This VN game has me thinking about how a visual novel might be presented in VR. Kudos on making it and submitting it to the jam! I understand it is still early, so here are some thoughts and points to consider on the VN system you're building:
Since reading is the main activity here, consider if there is a way to make it easier to read?
Because the text was center aligned, the text moves while the letters are being added in, and trying to read moving text is tough for these old eyes. If it was left aligned, the text wouldn't move around and just fill in instead.
Also, I'm a fast reader and don't have patience for text to slowly dribble in with the effect, I'd like to just skip to the whole text being revealed, with just a simple trigger press or a setting.
To advance the dialogue, currently the game is making the player have to point to a very small little forward icon. Is that even necessary?

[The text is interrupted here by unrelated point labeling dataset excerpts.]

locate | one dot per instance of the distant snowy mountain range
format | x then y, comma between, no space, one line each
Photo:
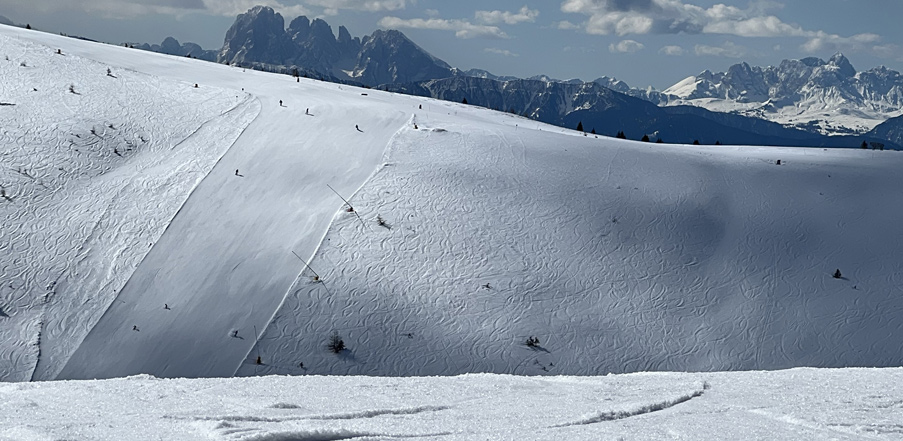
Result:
828,97
808,99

Could we just press or hold the trigger? How could we go back to a previous dialogue? (B button would be nice)
Also, consider what ways you can really take advantage of this being in VR to make it a superior experience than what a simple flat visual novel reader would be. Right now, I'd have to admit that this experience would have been better and simpler as a simple flat visual novel. Why did this need to be VR (other than for the jam)? What value did VR really add to it and make it worth having a clunky headset on over a more comfortable flat VN experience looking at a monitor? What can you do to increase the value/experience to overcome the friction and cost of having this in VR? Maybe allow the reader to move around the space easily with some kind of locomotion? What if it allows you to see things from different angles? From different scales? Rewind/replay animations?
Have a look at an experience called "Eleven Eleven" on Oculus / SteamVR / Viveport. It's an example of a non-interactive experience really taking advantage of VR to experience things in a way that you wouldn't be able to otherwise to add a ton of value to the experience. It might spark some ideas?
I think you could really add some wow to your VN system if you dig a little deeper and think about how to really add value for the reader through VR.